Buy from the Guelph Campus Co-op Book store
The Guelph Campus Co-op (G.C.C.) store is located in the basement of Johnston Hall. The textbooks offered vary slightly but you can be sure to get what you need at $10 - $50 cheaper than the price at the university bookstore (new & used). You can also opt in to become a member of the G.C.C. for $10 to save an additional 5 per cent discount with them. Plus, you don't have to waste time looking for the book yourself, just tell the staff what you need and they will get it for you. Projected savings: $10 - $60 per textbook ($100 - $600 per year).

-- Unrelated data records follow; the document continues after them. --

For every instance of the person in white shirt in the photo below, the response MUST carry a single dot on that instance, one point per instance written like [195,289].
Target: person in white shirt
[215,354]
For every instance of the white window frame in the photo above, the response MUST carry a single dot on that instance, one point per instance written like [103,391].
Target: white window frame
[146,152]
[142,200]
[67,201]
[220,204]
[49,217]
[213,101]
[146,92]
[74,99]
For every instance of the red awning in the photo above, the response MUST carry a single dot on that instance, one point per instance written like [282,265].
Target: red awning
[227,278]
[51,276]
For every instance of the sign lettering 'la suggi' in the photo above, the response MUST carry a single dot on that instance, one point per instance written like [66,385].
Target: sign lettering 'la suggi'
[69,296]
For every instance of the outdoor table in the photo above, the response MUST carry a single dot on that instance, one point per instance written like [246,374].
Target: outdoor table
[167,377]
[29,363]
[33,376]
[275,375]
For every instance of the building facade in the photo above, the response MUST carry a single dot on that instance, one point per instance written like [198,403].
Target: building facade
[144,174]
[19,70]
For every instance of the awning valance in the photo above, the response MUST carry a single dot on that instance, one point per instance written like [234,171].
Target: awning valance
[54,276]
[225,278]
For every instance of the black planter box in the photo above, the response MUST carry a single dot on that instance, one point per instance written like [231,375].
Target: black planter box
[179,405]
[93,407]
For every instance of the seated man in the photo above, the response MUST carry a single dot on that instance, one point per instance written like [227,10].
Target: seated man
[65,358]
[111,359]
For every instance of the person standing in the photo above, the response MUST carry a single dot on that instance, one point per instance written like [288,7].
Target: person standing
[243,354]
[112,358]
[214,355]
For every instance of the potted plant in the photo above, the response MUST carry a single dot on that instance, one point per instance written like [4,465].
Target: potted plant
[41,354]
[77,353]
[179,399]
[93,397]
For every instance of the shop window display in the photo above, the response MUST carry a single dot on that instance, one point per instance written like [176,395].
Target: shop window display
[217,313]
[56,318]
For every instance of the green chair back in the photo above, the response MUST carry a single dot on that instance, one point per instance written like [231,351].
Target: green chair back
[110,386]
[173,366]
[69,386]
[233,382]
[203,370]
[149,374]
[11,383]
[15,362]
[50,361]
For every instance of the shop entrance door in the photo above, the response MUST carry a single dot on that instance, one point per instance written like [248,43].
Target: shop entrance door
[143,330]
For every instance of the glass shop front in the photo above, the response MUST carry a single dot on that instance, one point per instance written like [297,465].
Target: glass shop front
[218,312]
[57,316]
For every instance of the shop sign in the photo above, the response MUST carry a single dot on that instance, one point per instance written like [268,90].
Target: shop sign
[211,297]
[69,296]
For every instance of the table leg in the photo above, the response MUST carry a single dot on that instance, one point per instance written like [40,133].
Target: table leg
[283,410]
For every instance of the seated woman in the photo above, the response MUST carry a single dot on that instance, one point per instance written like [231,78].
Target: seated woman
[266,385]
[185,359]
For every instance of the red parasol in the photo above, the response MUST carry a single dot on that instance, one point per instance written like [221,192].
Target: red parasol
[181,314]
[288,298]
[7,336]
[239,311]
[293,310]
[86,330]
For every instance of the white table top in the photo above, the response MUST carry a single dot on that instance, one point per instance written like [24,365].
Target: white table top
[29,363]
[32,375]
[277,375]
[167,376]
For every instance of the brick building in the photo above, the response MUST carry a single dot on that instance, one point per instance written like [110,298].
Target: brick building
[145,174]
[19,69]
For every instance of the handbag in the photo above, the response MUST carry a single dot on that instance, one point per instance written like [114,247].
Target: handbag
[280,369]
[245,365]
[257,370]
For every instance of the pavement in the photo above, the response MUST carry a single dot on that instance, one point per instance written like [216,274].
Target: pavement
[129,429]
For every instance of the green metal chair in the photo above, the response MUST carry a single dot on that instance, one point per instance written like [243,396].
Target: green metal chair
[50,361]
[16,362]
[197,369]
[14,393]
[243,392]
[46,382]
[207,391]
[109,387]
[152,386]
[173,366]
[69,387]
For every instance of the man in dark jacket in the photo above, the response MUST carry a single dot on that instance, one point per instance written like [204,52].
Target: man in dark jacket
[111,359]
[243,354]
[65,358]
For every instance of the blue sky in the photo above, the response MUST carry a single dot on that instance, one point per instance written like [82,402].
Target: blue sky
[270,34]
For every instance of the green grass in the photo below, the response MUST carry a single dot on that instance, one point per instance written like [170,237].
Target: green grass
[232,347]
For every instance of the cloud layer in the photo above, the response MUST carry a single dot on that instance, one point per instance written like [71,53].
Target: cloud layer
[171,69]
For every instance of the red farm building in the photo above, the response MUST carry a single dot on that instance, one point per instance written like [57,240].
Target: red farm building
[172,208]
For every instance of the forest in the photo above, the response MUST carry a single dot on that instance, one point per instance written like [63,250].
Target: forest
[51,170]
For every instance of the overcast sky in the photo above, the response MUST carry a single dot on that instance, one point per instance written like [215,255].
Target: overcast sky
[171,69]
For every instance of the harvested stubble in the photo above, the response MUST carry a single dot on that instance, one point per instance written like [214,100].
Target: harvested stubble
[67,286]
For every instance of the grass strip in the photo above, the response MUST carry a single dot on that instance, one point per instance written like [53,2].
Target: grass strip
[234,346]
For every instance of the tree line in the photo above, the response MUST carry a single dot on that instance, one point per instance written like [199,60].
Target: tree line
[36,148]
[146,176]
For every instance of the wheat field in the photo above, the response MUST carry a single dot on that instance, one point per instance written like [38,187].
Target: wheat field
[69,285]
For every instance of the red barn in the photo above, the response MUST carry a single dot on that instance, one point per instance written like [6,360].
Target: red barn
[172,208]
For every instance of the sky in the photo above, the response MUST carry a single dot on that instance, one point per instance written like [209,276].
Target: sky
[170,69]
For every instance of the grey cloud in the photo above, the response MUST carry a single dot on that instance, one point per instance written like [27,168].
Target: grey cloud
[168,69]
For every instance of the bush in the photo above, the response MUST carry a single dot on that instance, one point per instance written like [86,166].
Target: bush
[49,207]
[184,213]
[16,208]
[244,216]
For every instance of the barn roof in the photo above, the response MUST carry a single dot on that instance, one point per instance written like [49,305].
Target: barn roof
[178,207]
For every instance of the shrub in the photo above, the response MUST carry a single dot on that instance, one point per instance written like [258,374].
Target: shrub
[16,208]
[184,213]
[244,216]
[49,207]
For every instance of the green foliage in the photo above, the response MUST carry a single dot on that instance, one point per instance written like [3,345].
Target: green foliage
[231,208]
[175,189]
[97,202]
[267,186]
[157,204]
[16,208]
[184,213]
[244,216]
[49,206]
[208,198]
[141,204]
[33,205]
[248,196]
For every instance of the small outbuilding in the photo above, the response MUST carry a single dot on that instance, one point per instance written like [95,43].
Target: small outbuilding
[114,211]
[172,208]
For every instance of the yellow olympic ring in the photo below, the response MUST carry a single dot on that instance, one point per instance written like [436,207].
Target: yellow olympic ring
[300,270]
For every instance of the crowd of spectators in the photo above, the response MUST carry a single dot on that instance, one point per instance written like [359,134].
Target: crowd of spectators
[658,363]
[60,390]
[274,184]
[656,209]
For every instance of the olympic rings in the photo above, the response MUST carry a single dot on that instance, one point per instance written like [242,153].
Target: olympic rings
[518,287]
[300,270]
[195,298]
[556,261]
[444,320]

You'll be surprised at the deals you may find. Sometimes you could find new books for less than the used ones. From my experience, the used textbooks I purchase through Amazon all pretty much have been perfect mint condition. However, it does get tricky if the university decides to make “custom” versions of the textbook for your course. Another online alternative is to check out the 'textbook' section under classified on theCannon.ca. You may even find used textbooks for $10 to $20 cheaper than even the used versions purchased from the bookstore. And if you get one without a used sticker on it, you might even be able to sell it back to the book store for the same price or higher. You can also do that with the books you buy through Amazon. Yes, you could actually make a few dollars. Projected savings: $10 - $100 per textbook ($100 - $1000 per year).
Borrow from the library
Most of the time your professors will put textbooks on reserve for students at the library. These textbooks will be available for you to be signed out for a maximum of 2 hours. The benefit? It's absolutely free. This is a great incentive for you to focus and do your homework in the library. If a textbook isn't on reserve, ask your professor to see if he or she could request to put a couple of copies on reserve for you. If you're somebody that needs the text for more than a couple of hours, then keep reading and check out the next option. Projected savings: 100 per cent.
Borrow from another library through RACER or TUG
So you've read this far, you're interested. This is sort of my secret weapon. I had not shared this with many others because the more people that do this, the less it's guaranteed that I'll get a textbook myself. But what the heck, sharing is caring. So head on to the library website, search for your textbook and see if your textbook is available at another university. There are two sections to this, explained below:
Borrowing through TUG: This means you are borrowing from either Guelph, Waterloo or Laurier. If you are lucky and get your hands on a textbook from anyone of these locations, you've hit the ultimate jackpot. The textbook can be picked up from the McLaughlin library a few days after you've requested it. You can also renew these textbooks infinitely, until you're done with the course so you'll be able to have it for the entire duration of your course. Provide that others aren't recalling it because they're trying to save money on textbooks as well. Projected savings: 100 per cent.
Borrowing through RACER: Using this method allows you to borrow from universities across Canada. This is possible because sometimes the textbooks for a class in one university may just be a regular book lost on the shelves of another university. However, you have the opportunity to put it to good use for a few weeks. To do this, head to the library website and click on 'interlibrary loans' under the ‘explore our services’ category on the front page. Follow the instructions and select RACER. I would suggest doing this as early as possible so that you allow time for the books to arrive (takes about one to two weeks). You probably shouldn't be hogging the books since you're not really going to read it everyday, but yes, you can take out the same book from multiple Canadian universities to ensure that you have the textbook for the entire semester in case some other stingy student recalls it from you. Projected savings: 100 per cent.